Currently, doctors must be at a $100,000 workstation to see 3D MRIs or scans of patient’s organs. Mitchell succeeded a year and a half ago in building a server that does the same work as these stations and then sends the images in real time to a laptop. Now his team of research associates and graduate students have programmed similar software for iPhones.
“We ran into a problem one day with a woman who was being treated for stroke in the emergency department at Foothills and it took too long to get 3D reconstructions of the blood vessels in her brain,” he said. “As part of the iCORE chair, I got one of these servers in my lab and we wondered, ‘If it can drive a web browser, I wonder if it can drive the new iPhone 3G.’”

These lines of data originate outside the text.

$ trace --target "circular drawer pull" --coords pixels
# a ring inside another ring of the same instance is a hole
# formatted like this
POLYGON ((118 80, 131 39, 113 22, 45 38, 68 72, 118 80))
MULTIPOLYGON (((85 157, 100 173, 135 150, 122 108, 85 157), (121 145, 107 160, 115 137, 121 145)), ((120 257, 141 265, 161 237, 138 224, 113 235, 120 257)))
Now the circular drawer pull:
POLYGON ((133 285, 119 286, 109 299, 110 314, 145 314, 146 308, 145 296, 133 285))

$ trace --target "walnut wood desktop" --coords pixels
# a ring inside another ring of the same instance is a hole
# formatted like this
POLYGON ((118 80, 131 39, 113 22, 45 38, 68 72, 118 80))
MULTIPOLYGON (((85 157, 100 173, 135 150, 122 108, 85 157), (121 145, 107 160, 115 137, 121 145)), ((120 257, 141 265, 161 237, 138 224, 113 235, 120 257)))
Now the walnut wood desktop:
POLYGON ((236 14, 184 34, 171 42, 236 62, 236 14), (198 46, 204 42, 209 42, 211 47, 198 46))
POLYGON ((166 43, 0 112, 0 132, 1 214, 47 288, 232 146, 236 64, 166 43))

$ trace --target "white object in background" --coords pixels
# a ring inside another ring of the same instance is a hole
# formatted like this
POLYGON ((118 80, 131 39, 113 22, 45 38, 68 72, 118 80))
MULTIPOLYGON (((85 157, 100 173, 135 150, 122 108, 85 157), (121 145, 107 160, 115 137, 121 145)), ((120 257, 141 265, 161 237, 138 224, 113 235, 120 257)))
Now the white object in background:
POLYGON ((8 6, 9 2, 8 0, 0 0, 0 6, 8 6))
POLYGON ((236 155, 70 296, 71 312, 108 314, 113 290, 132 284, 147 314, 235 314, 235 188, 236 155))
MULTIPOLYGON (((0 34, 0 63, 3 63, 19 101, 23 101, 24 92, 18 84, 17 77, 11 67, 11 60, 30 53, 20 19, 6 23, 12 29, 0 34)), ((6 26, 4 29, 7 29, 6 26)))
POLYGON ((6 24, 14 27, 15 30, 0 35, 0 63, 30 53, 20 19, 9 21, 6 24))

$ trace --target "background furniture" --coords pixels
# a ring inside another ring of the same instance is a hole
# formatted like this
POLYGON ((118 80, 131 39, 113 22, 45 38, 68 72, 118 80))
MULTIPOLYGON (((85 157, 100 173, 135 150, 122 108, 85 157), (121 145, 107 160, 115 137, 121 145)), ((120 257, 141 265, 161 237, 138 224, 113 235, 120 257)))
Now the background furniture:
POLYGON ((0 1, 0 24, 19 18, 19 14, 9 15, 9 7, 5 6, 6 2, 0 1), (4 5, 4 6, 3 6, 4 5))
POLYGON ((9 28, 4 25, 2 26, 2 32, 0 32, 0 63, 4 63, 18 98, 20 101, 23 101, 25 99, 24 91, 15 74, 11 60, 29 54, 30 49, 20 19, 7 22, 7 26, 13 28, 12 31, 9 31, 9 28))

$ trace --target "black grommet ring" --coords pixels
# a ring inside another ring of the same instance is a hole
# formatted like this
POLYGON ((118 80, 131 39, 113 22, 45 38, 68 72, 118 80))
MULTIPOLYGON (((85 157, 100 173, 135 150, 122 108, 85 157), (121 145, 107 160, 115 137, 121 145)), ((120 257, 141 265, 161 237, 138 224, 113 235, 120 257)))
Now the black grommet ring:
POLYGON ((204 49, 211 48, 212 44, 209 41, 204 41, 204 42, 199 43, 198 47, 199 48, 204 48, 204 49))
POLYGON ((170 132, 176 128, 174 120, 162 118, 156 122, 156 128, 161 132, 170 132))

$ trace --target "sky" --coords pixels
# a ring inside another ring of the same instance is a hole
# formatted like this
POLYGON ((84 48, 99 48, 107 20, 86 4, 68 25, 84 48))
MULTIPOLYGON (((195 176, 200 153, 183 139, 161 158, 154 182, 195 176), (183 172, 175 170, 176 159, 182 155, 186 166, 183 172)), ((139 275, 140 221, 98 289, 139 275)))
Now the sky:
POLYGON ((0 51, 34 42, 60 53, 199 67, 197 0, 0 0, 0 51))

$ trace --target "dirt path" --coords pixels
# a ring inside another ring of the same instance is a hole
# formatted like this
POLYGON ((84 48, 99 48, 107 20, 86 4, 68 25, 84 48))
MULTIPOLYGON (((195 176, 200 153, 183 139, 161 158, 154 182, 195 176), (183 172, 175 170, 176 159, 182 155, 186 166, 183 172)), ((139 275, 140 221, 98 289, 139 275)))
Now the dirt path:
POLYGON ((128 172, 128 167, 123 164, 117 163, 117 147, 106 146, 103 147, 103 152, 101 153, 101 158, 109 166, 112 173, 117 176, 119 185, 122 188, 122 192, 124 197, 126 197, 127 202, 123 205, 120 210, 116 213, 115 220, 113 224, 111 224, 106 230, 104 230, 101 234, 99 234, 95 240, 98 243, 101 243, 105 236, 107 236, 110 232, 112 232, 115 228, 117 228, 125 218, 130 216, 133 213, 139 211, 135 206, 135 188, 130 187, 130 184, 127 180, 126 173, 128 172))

Mitchell and his server project are funded by Informatics Circle of Research Excellence, Calgary Scientific Inc. and the U of C. iCORE, founded by the Government of Alberta to fund 31 research chairs, contributed $750,000 and has helped raise more.
“Mitchell is in a position where he can take computer science and turn it into something of commercial value with his partners at Calgary Scientific,” said iCORE president Dr. Randy Goebel. “He’s an instance of someone who has been able to create things in a laboratory and clinical setting that actually make a difference in reality.”
iCORE has committed $80 million in the last 10 years to public research. Calgary Scientific provided $1 million and the U of C $375,000 to Mitchell.
After the server was up, making it iPhone compatible was relatively inexpensive. Senior research associate Mark Simpson wrote most of the software.
“It was about two months of work compressed into four weeks, a lot of late nights,” he said, pointing out the phone could just barely run the complex program. “Right now they have to transport the patient to the machine or they just don’t show the patient the scan, but with this, the doctor can take the scan right to the patient bedside and show them.”
Mitchell ensured patients that no personal information would be saved on the phones and very strict security protocols were followed.
“Some of [the physicians] came to me and said it could be equivalent to the stethoscope, something they all carry in their pocket,” he said. “It just gives them easy access to critical data wherever and whenever they want.”
Mitchell explained the switch from conventional processors to graphics cards in the server will make the technology more accessible. Some of the workstations will be replaced with servers that run on $200 to $600 graphics cards.
“The gaming industry is a multi-billion dollar industry and that’s where millions of dollars go into the development of the gaming cards,” said Mitchell. “We’re leveraging this inexpensive and ubiquitous computing power and trying to use it for medical purposes rather than just first-person shooters.”
Simpson’s next project involves virtual biospying, which would allow doctors to use scans to diagnose cancers instead of more invasive procedures.
“Every time you drill a hole into somebody there are complications like infection,” he said. “My grandmother had a stroke, my father had cancer and these things help people. I’m just trying to make things a little bit better.”